History's ironic twists
At a meeting yesterday, convened to consider the complaints of the Steamship Authority that Capt. Robert S. Douglas's two schooners, Alabama and Shenandoah, are making it unsafe for ferry masters to find their way to the wharf in Vineyard Haven, those of us who have a long view of changes along the Vineyard Haven waterfront were confronted with an irony. In fact, a couple of them.
SSA general manager Wayne Lamson produced a 1980 letter from the Tisbury planning board, setting forth the ways in which the boatline should use the second ferry slip it had built a few years before. Mr. Lamson called the letter a permit, but in fact it was a kind of agreement, between town authorities who would have liked to assume some control over SSA behavior in the harbor and the Steamship Authority, secure in its freedom from lawful restriction. That freedom had been enshrined by the state legislature. The boatline was and is entitled to do as it chooses, if it chooses.
The focus of the argument between Captain Douglas, whose schooners have been moored at the head of the harbor for 43 years, and the Steamship Authority is the second slip - the southerly one. That slip is tough to get into when the wind blows from the south or southeast. The Steamship Authority says these conditions create a safety concern.
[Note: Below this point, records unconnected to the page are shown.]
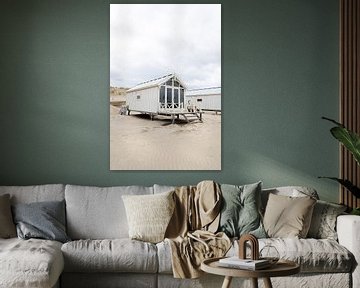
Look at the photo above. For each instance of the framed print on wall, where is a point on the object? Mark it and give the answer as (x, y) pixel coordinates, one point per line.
(165, 87)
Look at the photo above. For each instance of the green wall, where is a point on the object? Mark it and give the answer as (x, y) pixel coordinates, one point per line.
(280, 75)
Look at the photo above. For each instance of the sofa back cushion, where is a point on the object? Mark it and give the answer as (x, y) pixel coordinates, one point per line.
(36, 193)
(98, 212)
(291, 191)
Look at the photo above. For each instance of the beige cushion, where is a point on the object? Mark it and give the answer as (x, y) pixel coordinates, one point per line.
(288, 217)
(323, 222)
(149, 215)
(7, 226)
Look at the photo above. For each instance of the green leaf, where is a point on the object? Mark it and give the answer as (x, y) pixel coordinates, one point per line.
(348, 138)
(347, 184)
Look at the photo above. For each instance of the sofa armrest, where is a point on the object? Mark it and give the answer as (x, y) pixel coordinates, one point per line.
(348, 230)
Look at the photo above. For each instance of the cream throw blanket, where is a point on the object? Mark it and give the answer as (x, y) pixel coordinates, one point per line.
(191, 231)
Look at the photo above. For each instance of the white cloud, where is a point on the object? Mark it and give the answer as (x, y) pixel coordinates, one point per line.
(152, 40)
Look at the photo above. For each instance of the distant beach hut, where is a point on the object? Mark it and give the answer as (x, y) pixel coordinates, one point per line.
(164, 95)
(204, 99)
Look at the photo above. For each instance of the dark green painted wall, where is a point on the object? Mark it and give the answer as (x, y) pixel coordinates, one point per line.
(280, 75)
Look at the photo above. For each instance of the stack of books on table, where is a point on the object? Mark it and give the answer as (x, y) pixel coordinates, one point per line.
(248, 264)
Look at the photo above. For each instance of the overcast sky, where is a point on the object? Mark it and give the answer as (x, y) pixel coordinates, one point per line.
(148, 41)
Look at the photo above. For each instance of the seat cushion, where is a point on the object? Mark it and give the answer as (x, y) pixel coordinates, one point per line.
(313, 255)
(30, 263)
(98, 212)
(117, 255)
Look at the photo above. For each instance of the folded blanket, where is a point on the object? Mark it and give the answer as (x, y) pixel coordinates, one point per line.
(191, 231)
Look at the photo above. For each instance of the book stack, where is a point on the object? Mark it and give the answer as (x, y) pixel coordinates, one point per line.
(248, 264)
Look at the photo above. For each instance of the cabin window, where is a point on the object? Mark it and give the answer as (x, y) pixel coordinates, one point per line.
(176, 96)
(181, 95)
(169, 95)
(162, 94)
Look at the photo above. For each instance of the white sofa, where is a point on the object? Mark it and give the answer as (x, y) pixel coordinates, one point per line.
(101, 254)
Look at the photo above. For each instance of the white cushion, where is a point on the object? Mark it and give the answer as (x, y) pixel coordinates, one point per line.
(98, 213)
(149, 215)
(30, 263)
(117, 255)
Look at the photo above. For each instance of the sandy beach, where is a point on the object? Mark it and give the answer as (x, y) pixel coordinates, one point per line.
(137, 143)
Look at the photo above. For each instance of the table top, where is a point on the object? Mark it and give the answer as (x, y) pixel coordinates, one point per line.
(281, 268)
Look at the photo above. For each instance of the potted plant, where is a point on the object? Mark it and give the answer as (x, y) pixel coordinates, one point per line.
(351, 141)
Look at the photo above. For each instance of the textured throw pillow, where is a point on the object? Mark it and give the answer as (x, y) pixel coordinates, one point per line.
(288, 217)
(149, 215)
(323, 222)
(240, 213)
(7, 226)
(43, 220)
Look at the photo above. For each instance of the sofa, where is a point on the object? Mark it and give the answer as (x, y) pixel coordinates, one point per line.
(99, 252)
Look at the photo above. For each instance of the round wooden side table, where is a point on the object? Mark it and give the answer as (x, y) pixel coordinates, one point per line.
(281, 268)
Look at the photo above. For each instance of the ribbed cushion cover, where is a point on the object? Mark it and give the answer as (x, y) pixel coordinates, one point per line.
(117, 255)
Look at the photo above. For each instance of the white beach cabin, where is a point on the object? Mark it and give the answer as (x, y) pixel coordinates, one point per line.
(165, 95)
(206, 99)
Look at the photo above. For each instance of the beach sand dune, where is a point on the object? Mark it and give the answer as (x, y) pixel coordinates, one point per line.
(137, 143)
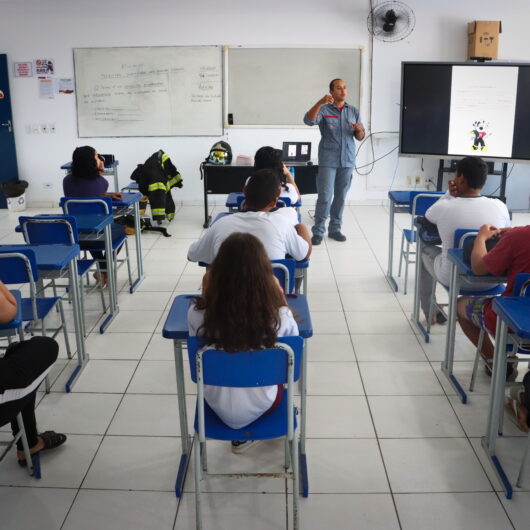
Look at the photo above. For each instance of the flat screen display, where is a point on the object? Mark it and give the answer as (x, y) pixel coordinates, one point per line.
(463, 109)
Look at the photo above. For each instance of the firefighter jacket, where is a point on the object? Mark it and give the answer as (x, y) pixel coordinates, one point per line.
(156, 177)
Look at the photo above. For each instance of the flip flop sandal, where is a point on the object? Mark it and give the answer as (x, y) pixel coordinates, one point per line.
(51, 440)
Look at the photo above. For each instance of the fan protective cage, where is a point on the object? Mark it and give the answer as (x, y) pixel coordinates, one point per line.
(404, 24)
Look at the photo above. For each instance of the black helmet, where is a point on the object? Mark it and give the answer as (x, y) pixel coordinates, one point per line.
(220, 154)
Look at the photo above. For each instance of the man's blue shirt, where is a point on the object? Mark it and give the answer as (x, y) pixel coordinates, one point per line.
(337, 146)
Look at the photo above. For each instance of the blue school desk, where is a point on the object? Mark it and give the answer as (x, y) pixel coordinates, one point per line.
(513, 313)
(459, 269)
(111, 170)
(56, 258)
(91, 225)
(176, 328)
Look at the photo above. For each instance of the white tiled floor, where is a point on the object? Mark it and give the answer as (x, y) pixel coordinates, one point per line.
(389, 444)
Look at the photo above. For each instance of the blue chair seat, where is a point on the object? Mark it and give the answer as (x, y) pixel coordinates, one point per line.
(44, 306)
(494, 291)
(83, 265)
(268, 426)
(410, 235)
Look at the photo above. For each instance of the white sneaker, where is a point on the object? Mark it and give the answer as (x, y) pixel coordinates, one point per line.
(242, 447)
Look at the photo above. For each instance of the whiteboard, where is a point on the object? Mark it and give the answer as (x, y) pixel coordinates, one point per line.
(155, 91)
(275, 86)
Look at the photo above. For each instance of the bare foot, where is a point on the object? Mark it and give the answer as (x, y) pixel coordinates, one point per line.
(39, 446)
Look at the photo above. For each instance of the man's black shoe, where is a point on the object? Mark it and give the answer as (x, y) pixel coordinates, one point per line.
(337, 236)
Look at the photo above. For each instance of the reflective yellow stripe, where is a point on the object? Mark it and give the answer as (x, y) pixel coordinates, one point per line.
(156, 186)
(173, 181)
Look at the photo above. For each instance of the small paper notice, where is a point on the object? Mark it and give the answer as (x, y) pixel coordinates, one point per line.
(23, 69)
(65, 85)
(46, 87)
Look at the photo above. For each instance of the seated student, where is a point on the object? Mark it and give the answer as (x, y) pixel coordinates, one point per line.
(22, 364)
(242, 307)
(278, 235)
(510, 256)
(86, 180)
(461, 207)
(269, 158)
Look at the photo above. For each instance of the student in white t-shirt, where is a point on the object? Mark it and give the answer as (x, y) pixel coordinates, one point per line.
(242, 308)
(270, 158)
(461, 207)
(278, 235)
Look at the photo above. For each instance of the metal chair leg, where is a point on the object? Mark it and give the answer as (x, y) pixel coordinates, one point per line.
(523, 462)
(407, 262)
(477, 358)
(198, 500)
(401, 253)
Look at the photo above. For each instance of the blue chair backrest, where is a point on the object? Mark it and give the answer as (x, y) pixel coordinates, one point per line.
(462, 234)
(282, 201)
(521, 287)
(284, 270)
(86, 205)
(421, 201)
(245, 369)
(18, 265)
(49, 229)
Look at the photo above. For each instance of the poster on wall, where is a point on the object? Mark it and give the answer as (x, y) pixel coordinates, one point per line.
(46, 87)
(482, 111)
(65, 85)
(23, 69)
(44, 66)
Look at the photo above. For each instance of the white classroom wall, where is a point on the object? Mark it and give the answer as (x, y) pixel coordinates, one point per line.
(52, 28)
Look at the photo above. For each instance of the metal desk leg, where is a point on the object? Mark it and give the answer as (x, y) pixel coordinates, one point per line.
(496, 405)
(304, 480)
(82, 356)
(447, 363)
(139, 256)
(391, 247)
(417, 283)
(111, 276)
(183, 417)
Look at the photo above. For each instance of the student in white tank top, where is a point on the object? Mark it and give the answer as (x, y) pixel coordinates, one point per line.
(242, 308)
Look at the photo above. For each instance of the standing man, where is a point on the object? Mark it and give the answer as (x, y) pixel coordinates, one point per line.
(339, 123)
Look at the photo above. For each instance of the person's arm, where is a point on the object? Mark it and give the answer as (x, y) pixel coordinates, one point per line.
(479, 249)
(116, 196)
(290, 180)
(8, 305)
(358, 131)
(303, 232)
(312, 113)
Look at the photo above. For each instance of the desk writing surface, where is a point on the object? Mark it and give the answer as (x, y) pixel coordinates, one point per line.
(126, 199)
(515, 311)
(90, 223)
(228, 179)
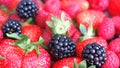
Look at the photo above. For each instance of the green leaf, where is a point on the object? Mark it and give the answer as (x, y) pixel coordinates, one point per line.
(50, 24)
(93, 66)
(13, 35)
(83, 64)
(83, 29)
(1, 57)
(75, 64)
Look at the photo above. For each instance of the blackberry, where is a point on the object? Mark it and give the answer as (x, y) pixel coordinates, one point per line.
(61, 46)
(27, 9)
(94, 54)
(11, 26)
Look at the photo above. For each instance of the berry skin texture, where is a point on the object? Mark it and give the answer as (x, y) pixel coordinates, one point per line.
(99, 4)
(106, 29)
(66, 62)
(27, 9)
(116, 20)
(115, 45)
(90, 16)
(12, 56)
(61, 46)
(3, 17)
(32, 31)
(33, 61)
(94, 54)
(114, 7)
(80, 45)
(11, 26)
(112, 60)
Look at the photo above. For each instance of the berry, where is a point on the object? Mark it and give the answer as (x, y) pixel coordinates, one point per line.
(80, 45)
(99, 4)
(66, 62)
(11, 26)
(114, 7)
(94, 54)
(106, 29)
(112, 60)
(27, 9)
(114, 45)
(90, 16)
(61, 46)
(32, 31)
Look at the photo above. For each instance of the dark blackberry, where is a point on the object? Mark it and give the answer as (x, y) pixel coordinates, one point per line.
(94, 54)
(61, 46)
(11, 26)
(27, 9)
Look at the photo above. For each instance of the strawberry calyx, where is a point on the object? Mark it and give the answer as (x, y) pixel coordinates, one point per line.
(24, 43)
(59, 26)
(82, 64)
(87, 33)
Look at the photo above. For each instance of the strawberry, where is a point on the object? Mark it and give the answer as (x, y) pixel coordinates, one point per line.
(12, 56)
(115, 45)
(41, 18)
(14, 16)
(32, 60)
(32, 31)
(82, 44)
(46, 35)
(52, 5)
(114, 7)
(10, 4)
(66, 62)
(99, 4)
(73, 7)
(72, 31)
(116, 20)
(112, 60)
(3, 17)
(106, 29)
(91, 16)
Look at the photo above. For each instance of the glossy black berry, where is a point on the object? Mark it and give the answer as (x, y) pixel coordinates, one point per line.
(61, 46)
(27, 9)
(94, 54)
(11, 26)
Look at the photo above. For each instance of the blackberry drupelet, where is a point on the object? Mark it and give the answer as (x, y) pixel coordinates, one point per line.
(11, 26)
(27, 9)
(94, 54)
(61, 46)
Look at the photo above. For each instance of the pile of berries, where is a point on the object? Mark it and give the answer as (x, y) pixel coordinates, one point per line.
(59, 33)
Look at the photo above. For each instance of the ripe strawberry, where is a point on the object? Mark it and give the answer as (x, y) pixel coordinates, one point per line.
(14, 16)
(82, 44)
(52, 5)
(3, 17)
(112, 60)
(66, 62)
(32, 31)
(106, 29)
(116, 20)
(115, 45)
(73, 7)
(99, 4)
(41, 18)
(114, 7)
(90, 16)
(46, 35)
(10, 4)
(32, 60)
(72, 31)
(12, 56)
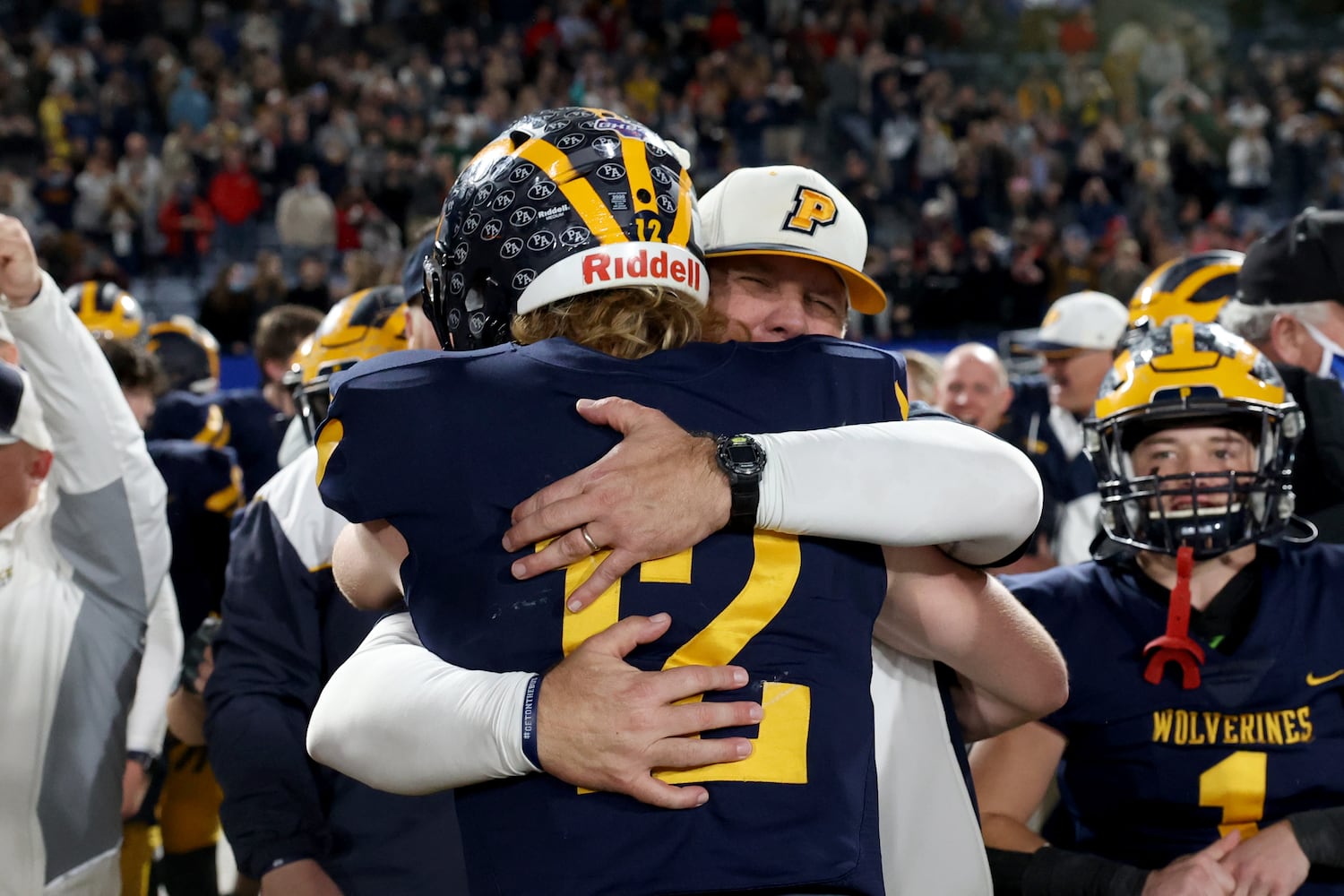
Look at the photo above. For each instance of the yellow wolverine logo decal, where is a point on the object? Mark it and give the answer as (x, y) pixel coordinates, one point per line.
(1314, 681)
(811, 210)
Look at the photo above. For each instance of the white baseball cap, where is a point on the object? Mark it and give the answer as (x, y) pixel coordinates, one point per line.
(788, 210)
(1086, 320)
(21, 416)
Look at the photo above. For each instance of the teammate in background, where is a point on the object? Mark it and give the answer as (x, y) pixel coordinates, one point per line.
(107, 311)
(1202, 761)
(182, 809)
(919, 748)
(85, 528)
(1077, 340)
(297, 826)
(822, 301)
(1191, 288)
(973, 387)
(246, 421)
(1289, 306)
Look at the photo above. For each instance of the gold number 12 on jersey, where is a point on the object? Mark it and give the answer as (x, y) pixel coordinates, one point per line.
(780, 753)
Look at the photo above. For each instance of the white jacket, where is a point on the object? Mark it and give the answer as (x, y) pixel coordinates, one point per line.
(78, 573)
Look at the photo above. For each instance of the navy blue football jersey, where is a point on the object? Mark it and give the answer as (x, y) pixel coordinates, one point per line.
(241, 419)
(1053, 440)
(203, 492)
(483, 432)
(1155, 771)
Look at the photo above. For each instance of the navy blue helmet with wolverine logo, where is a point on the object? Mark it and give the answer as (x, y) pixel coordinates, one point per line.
(564, 202)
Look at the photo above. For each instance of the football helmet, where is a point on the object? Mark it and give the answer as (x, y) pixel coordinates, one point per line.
(1191, 288)
(359, 327)
(187, 352)
(1193, 375)
(107, 311)
(564, 202)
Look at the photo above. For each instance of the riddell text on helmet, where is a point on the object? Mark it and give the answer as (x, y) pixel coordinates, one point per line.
(601, 266)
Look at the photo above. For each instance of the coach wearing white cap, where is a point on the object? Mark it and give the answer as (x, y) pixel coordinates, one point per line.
(1077, 340)
(83, 547)
(784, 250)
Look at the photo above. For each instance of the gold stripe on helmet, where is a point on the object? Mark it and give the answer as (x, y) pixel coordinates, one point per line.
(582, 198)
(1185, 368)
(634, 153)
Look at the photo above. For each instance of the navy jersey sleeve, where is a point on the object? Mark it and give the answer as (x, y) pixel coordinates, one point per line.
(266, 678)
(1059, 599)
(365, 445)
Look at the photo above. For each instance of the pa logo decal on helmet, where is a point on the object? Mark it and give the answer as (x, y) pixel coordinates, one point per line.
(599, 234)
(811, 210)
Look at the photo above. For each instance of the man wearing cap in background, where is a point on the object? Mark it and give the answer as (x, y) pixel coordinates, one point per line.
(1290, 306)
(1077, 343)
(784, 249)
(81, 557)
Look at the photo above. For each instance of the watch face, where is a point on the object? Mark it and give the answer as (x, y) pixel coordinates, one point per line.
(742, 454)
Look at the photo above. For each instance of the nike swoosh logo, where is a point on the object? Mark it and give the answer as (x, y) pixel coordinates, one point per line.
(1312, 680)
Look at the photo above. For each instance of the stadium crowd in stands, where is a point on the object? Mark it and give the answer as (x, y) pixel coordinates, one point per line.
(1003, 153)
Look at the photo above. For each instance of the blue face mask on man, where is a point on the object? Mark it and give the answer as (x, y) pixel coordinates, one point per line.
(1332, 355)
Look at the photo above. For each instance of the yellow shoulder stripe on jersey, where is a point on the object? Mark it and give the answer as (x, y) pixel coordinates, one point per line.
(585, 201)
(230, 497)
(328, 438)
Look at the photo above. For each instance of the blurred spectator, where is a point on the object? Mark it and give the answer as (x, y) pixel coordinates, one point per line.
(922, 371)
(1073, 268)
(1078, 32)
(1163, 61)
(16, 199)
(312, 288)
(1249, 166)
(306, 220)
(236, 201)
(126, 228)
(269, 287)
(56, 193)
(185, 223)
(1039, 96)
(973, 386)
(93, 188)
(1124, 273)
(228, 309)
(188, 104)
The irony is that in the mid-1970s, when the Steamship Authority acquired the Seaman's Bethel, the old Crowell Coal Company, and the old Tilton Lumber Company, thus assembling the whole stretch of waterfront on which the ticket office sits and where they stage autos for the ferries, the boatline had to submit its expansion plans to the brand-new Martha's Vineyard Commission. Although, most thoughtful Islanders urged the boatline to shift its operations to a site east of R. M. Packer Company, the MVC said yes to everything except the second, southernmost slip the boatline wanted to add. The SSA appealed that rejection in court and lost. Unwilling to take no for an answer from one of the communities it professed to serve, the boatline filed a bill in the state legislature that immunized the ferry from the pesky rules of local communities and their regional planning and regulatory agencies. In 1980, the boatline may have made an agreement with the town of Tisbury, but it didn't have to.
Then, when the boatline built the big new terminal building, it chose the site of the former Bethel building, rather than where the old terminal building was, on the north side of Union Street. That meant that autos and trucks disembarking at the north slip had to cross the line of pedestrians trudging to and from the pedestrian loading area between the two slips.
So, the irony is that the boatline shore facilities, which the town never wanted, and the boatline's terminal arrangements for pedestrians and autos have led the Authority to press the Coast Guard to interfere with Coastwise Packet's operations, on grounds that the latter's two schooners have made the boatline's use of the ferry wharf unsafe. How do you like that? After bulldozing its way to where it is today, the boatline blames us for inconveniencing it. Ironic, indeed.